Tuesday, March 13, 2007

The Joy of Writing

Sharon Wildwind

I learned to cook from my mother’s copy of The Joy of Cooking by Irma S. Rombauer, the 1946 edition, with the blue and white lattice cover.

Rombauer wrote the book to have a conversation about cooking, to slay the drudgery of food preparation. In a time before fast foods, mixes, and a deli in every grocery store, she had a dream that women would find joy in preparing wholesome foods such as homemade butterscotch pudding, creamette dishes, or ham sandwich spread, or that they would confidently experiment with elaborate company food: chicken à la king, shrimp wiggle, oysters in grapefruit, and pastry snails.

Joy is a gorgeous word. It’s a toe-tapping, bottom-wiggling, dancing around the kitchen, waving a cooking spoon kind of word. Though having made homemade butterscotch pudding, I warn you not get too carried away with all that tapping, wiggling, and spoon waving, or you’ll end up with a scorched mess and golden brown splatters all over the walls.
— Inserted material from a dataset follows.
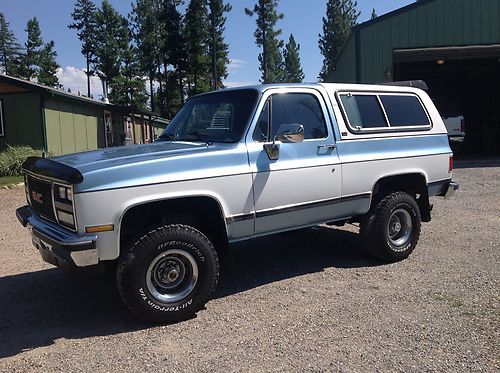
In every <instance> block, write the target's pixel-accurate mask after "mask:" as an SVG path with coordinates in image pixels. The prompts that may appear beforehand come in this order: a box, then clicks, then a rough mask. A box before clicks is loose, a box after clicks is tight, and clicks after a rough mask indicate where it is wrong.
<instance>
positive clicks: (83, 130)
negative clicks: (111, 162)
mask: <svg viewBox="0 0 500 373" xmlns="http://www.w3.org/2000/svg"><path fill="white" fill-rule="evenodd" d="M73 122H74V124H75V151H77V152H81V151H84V150H88V149H89V147H88V143H87V129H86V124H85V110H84V109H83V108H82V107H79V106H77V105H73Z"/></svg>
There’s joy inherent in writing, too. There has to be. Even if, as Paul Bishop said, “Writers are the only people who can spend all day in their pajamas playing with imaginary friends,” without the occasional transcendent joyous moment we would all, one day, run shrieking from our word processors and require heavy sedation or at least large helpings of macaroni and industrial-strength cheese sauce.

There’s the sheer pleasure of character building, a God-like activity if there ever was one. You create a person out of a blank page and a few facts like birth date, hair color, and the line she will not cross. Except, even as you’re typing in that uncrossable line, you’re chuckling to yourself. From this moment forward, you are committed to drag your character—by whatever means you can find—to that line. When you get there, you will shove her over with all your strength, and rub your hands joyfully as you watch the fall out. She’s going to hate you for this. Fortunately, maybe the readers will love you.

Do you have a clue how hard it is to share the joy of a perfectly-crafted sentence? I mean, who really cares that you cooked up a sublime subject-verb-object combination and garnished it with the most perfect adjective and gerund? Can you explain to your significant other how good dialog feels like breakers rolling back and forth over a beach? Each succeeding line builds toward a climax that might just mimic sexual release. Well, okay, more like a bowl of homemade butterscotch pudding release.

Then there is that glorious moment you realize that the main plot and a sub-plot have just ricocheted off one another and are now careening in totally unexpected directions. So what if this blows holes in your carefully outlined last third of the book? There’s energy happening here that you never knew this book would have, so hang on tight and ride it out.

Joy keeps us going. We live in hope of those wonderful, bright moments when wordsmithing and plot crafting come together and we feel like dancing around and wiggling our bottoms, with or without spoon in hand.

Anyone remember creamettes? It was James T. Williams’ brand name for the first quick-cooking elbow macaroni, which he invented in 1912. Shrimp wiggle? It’s been a long time since I’ve seen my mother’s cook book. Your guess is as good as mine. As for oysters in grapefruit, we just aren’t going to go there.

2 comments:

Lonnie Cruse said...

Hehehe, good one, Sharon, and that compliment from someone who loves old cookbooks. And who loves to swing a spoon while cooking. Unfortunately, you may have to demand I hand over my writer's ID card when I confess I can not for the life of me remember what a gerund is. I'm sure I use them, but...ignorance is bliss.

Great blog post!

Elizabeth Zelvin said...

Ooh! ooh! I know! [waving hand like Hermione in Harry Potter] A gerund is one of those "ing" words...and in my Girl Scout camp, it was tuna wiggle. I learned to cook from The Joy of Cooking in my first off-campus apartment with three roommates. One of them hated to cook, so we had a deal: I cooked on her night as well as mine, and she took my turn washing dishes while I played the guitar and sang to her. I think I got the good end of the deal. At my mother's knee, I learned to edit.